Ninth-seeded WSU (28-8) sealed one of the biggest wins in program history with a seven-minute burst of near perfection on offense. The Shockers added in enough of their signature gritty defense to send the top-ranked Bulldogs (32-3) home earlier than most expected.
“We won because we made shots at the end, and that’s what counted,” WSU senior Carl Hall said. “We just got a team full of fighters.”
WSU takes that fight to an even bigger stage, the Sweet 16 in Los Angeles for the West Regional semifinals on Thursday. The Shockers are two wins away from the Final Four, thanks to a rally that caught the nation’s attention and made ESPN’s Dick Vitale a prophet for picking them over Gonzaga.
The Shockers trailed 58-51 with 6:29 to play, knocked back again after cutting an eight-point deficit to three. Instead of stepping aside, the Shockers ran off a series of highlights that will thrill fans for years on YouTube and DVRs.
WSU scored on its next eight possessions and skipped one only because of missed foul shots. That run produced a 72-67 lead. Four free throws wrapped it up and a turnover with four seconds to play mattered not at all. The cold numbers show the Shockers scored on 10 of their final 12 possessions — including five straight three-pointers — to outscore one of the nation’s best scoring teams 25-12 in the final 6:05.

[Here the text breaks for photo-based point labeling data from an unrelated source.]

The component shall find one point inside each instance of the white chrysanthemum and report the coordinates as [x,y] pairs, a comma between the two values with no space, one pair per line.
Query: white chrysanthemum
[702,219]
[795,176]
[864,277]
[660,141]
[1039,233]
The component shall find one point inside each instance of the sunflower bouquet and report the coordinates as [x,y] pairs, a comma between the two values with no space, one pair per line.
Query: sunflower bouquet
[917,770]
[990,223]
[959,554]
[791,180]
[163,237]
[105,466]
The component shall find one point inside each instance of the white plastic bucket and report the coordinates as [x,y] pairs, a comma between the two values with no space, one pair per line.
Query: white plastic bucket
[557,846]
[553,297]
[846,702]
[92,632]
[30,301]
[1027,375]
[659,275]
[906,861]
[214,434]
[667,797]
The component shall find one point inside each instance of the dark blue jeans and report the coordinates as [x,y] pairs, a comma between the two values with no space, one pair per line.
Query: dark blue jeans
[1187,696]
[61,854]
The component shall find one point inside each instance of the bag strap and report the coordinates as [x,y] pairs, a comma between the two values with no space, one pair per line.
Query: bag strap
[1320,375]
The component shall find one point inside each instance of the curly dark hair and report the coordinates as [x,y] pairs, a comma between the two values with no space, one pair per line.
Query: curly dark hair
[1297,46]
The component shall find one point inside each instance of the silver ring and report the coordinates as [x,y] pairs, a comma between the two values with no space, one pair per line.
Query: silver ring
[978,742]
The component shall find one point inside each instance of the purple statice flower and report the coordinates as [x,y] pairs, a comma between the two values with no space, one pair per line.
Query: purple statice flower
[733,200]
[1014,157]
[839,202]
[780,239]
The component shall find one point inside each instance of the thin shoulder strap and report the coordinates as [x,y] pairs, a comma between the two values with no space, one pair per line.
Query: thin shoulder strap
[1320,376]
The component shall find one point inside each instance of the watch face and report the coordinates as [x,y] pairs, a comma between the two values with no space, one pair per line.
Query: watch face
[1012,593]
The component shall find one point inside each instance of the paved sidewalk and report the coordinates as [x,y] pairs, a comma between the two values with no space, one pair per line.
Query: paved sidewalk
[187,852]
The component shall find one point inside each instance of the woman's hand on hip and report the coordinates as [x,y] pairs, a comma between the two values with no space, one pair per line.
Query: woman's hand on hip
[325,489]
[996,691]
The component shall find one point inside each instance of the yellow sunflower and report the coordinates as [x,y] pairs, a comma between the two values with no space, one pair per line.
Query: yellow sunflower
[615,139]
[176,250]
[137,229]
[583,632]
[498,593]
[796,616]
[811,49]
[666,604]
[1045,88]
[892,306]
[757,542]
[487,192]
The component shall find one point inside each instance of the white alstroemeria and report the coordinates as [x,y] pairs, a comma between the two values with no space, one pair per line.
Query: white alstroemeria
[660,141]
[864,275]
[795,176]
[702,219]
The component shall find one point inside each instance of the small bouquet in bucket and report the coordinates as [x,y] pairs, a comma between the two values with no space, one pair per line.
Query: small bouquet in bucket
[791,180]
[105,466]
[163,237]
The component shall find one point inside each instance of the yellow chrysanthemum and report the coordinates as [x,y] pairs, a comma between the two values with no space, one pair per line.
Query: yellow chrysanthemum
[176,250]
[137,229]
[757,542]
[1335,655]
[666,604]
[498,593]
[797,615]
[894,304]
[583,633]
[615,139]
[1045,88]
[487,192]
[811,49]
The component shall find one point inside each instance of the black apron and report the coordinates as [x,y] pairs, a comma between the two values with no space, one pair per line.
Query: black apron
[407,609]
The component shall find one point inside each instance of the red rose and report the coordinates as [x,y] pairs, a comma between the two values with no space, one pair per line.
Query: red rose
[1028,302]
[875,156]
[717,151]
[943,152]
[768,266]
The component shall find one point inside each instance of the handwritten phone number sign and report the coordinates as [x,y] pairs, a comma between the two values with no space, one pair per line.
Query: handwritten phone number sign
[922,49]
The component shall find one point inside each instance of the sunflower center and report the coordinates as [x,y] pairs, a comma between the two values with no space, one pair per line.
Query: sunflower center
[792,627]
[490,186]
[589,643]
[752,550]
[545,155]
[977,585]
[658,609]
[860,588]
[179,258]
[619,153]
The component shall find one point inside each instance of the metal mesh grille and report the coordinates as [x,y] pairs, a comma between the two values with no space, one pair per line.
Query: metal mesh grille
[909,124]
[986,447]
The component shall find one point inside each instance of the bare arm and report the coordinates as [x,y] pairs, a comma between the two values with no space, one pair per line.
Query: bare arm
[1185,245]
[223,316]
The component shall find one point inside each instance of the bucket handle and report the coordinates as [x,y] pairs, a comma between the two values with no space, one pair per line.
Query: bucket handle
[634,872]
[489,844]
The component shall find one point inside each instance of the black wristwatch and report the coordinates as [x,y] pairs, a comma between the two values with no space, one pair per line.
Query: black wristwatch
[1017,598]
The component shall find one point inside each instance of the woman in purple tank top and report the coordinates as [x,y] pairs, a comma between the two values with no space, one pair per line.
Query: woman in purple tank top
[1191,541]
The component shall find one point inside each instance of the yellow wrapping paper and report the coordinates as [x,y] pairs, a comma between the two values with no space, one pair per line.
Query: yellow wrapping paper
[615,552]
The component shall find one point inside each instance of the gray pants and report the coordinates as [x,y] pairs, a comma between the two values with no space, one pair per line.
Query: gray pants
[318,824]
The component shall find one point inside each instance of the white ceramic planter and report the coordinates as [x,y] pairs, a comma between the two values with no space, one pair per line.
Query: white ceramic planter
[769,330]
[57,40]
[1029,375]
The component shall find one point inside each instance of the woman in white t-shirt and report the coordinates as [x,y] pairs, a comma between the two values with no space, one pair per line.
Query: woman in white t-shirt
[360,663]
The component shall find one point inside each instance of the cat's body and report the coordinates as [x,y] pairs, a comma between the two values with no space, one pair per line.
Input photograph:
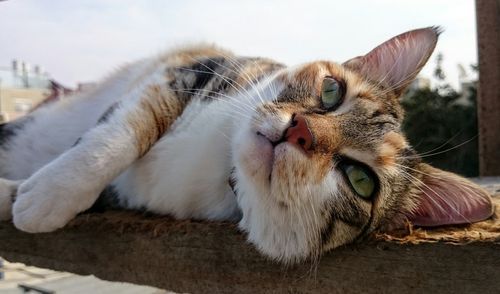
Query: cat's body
[306,158]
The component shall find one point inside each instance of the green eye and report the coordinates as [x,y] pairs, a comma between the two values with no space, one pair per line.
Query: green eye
[361,180]
[331,93]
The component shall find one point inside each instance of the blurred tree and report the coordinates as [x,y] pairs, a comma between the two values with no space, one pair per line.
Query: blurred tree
[442,128]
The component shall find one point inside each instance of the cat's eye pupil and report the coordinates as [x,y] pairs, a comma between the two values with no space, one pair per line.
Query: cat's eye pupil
[362,181]
[331,93]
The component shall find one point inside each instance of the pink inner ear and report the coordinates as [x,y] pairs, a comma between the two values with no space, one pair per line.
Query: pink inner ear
[448,199]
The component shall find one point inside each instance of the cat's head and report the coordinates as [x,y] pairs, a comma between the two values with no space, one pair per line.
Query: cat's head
[326,161]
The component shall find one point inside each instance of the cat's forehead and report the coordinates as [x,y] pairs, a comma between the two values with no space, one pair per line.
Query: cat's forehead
[310,75]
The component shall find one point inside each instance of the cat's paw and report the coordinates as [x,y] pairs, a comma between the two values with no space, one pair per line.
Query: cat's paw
[46,202]
[8,191]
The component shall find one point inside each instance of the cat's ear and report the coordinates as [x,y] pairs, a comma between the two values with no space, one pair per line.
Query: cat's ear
[444,198]
[396,62]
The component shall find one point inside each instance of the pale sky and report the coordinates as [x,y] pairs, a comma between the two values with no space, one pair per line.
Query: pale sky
[81,41]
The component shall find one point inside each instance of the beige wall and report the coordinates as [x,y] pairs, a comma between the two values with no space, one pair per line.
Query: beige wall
[15,103]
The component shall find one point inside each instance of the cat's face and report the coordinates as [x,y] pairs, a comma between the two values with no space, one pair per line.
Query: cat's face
[325,162]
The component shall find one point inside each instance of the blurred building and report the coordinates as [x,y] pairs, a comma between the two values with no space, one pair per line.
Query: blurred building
[23,87]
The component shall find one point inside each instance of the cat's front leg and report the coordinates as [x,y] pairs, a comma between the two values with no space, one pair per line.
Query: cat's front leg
[8,190]
[55,194]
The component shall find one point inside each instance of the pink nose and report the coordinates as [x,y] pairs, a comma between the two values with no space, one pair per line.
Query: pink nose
[299,133]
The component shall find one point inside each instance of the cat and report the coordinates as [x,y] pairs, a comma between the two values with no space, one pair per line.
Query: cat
[305,158]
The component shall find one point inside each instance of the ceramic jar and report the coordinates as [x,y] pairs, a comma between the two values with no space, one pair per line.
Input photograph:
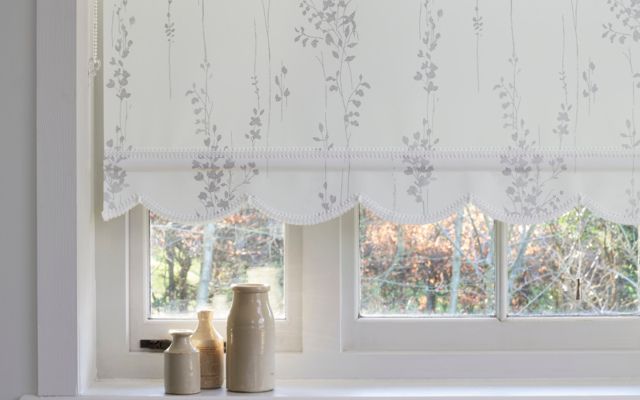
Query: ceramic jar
[250,340]
[210,344]
[181,364]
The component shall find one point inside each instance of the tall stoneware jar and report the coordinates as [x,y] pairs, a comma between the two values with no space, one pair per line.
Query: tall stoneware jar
[210,344]
[181,364]
[250,340]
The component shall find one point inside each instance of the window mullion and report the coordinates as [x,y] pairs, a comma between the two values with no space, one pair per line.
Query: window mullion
[501,266]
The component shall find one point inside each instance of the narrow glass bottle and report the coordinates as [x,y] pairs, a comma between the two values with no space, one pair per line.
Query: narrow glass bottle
[211,346]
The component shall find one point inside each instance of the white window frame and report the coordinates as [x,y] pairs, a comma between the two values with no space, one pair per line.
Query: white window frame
[500,332]
[288,330]
[67,270]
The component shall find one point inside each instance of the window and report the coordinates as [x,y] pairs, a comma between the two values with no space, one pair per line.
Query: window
[194,266]
[176,268]
[577,264]
[440,269]
[455,280]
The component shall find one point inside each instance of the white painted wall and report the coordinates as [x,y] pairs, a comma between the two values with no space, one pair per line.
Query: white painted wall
[17,198]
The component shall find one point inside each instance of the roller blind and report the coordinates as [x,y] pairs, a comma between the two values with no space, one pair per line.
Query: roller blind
[304,109]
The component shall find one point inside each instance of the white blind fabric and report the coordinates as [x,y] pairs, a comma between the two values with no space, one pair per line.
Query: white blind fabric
[304,108]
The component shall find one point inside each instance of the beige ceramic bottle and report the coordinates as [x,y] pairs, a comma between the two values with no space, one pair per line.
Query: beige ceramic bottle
[181,364]
[211,346]
[250,340]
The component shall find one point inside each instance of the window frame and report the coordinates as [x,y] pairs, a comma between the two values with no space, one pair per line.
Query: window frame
[288,330]
[502,332]
[69,314]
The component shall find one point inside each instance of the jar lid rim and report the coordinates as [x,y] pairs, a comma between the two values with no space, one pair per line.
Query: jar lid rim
[250,287]
[181,332]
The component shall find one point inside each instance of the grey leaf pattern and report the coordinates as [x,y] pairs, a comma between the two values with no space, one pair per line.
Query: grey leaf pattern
[332,28]
[527,191]
[118,84]
[563,120]
[170,32]
[214,171]
[418,165]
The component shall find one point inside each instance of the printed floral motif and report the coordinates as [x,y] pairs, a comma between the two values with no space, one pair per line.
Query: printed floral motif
[118,83]
[418,165]
[590,88]
[282,96]
[170,32]
[266,18]
[478,26]
[631,141]
[563,119]
[332,28]
[255,119]
[527,191]
[214,171]
[625,31]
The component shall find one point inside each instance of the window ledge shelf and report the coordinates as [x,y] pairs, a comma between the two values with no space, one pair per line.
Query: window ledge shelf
[378,389]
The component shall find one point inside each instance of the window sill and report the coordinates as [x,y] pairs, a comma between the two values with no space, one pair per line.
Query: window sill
[380,389]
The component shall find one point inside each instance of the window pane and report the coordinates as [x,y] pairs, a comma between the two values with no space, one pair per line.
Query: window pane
[576,264]
[439,269]
[194,265]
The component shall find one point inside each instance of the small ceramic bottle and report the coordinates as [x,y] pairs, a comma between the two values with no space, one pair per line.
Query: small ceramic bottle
[250,340]
[181,364]
[210,344]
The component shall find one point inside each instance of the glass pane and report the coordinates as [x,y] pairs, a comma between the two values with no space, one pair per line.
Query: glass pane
[577,264]
[192,266]
[440,269]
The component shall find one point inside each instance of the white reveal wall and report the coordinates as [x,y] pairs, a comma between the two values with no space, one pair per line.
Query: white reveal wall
[303,109]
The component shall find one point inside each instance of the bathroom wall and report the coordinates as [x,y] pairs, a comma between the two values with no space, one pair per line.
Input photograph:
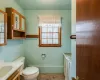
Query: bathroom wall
[13,49]
[73,42]
[53,63]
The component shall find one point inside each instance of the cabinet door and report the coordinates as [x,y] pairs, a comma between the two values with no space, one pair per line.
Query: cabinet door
[3,26]
[16,18]
[23,24]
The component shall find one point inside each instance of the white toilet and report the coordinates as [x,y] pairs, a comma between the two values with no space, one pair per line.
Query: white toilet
[29,73]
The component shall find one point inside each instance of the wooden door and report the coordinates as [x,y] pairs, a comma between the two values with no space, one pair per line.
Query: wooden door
[88,39]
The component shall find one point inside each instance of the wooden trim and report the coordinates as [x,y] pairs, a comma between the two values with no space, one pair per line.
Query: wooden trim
[14,32]
[32,36]
[50,45]
[73,37]
[5,28]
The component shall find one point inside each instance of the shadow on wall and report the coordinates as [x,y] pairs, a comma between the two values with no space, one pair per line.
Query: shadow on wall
[12,50]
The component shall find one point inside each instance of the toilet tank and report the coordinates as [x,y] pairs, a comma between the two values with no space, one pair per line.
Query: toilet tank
[20,60]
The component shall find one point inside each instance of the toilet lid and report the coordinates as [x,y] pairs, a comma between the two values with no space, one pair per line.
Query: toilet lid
[30,70]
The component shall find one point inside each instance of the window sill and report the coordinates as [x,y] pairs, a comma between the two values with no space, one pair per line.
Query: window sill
[49,45]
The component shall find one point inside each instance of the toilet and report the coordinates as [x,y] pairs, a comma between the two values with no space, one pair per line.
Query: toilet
[29,73]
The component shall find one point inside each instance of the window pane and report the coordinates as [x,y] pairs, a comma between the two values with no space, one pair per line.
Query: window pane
[44,35]
[44,41]
[44,29]
[55,29]
[50,29]
[49,41]
[55,35]
[55,41]
[49,35]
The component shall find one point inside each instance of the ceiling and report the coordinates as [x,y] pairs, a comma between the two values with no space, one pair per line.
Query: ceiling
[45,4]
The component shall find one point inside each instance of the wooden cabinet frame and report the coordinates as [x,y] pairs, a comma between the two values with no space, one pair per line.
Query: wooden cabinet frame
[14,33]
[5,28]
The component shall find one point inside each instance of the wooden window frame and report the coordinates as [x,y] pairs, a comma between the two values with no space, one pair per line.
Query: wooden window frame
[50,45]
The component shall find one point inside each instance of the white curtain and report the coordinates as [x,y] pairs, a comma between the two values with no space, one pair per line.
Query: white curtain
[50,19]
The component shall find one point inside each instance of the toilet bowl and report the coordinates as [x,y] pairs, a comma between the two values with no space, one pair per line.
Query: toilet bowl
[29,73]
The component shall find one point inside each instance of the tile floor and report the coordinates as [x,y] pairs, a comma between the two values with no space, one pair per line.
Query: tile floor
[51,77]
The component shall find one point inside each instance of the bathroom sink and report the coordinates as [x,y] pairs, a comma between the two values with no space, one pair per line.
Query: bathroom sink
[4,70]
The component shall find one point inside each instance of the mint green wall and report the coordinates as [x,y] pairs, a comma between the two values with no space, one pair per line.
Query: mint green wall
[73,42]
[13,49]
[53,63]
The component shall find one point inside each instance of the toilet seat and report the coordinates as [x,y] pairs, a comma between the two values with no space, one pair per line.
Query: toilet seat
[30,70]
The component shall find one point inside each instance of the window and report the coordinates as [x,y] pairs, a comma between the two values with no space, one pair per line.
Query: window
[50,32]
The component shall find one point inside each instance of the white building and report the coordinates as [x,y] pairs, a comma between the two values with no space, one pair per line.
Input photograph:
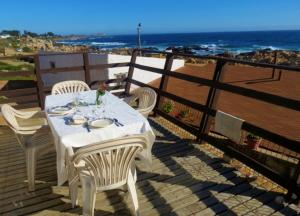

“They stepped up and made big shot after big shot,” Gonzaga coach Mark Few said.
Memories for the Shockers. A nightmare for the Bulldogs.
Tekele Cotton starting the rally with a corner three over a defender. Cleanthony Early anchoring his toes to the court to avoid a traveling call and passing to Ron Baker, who made a three to cut the lead to 61-60. Hall making a rare 15-foot jumper for a one-point lead. Coach Gregg Marshall gyrating and yelling as the officials called Gonzaga’s David Stockton for a turnover. Baker with another corner three.
"It was pretty indescribable, the feeling when your shot goes in,” Baker said. “It’s something that just sends chills down your spine with how exciting it is.”
Then, the game’s indelible image: Fred VanVleet, with the shot clock running down, loses the ball briefly, regains it and shoots a long three over Stockton. He holds his follow through in the air as the ball goes in the basket, sending the Shockers to the Sweet 16 with a shot as memorable as Mike Jones against Kansas in 1981 or Matt Braeuer against Creighton in 2006.
“It was majestic, and it was forever,” Marshall said.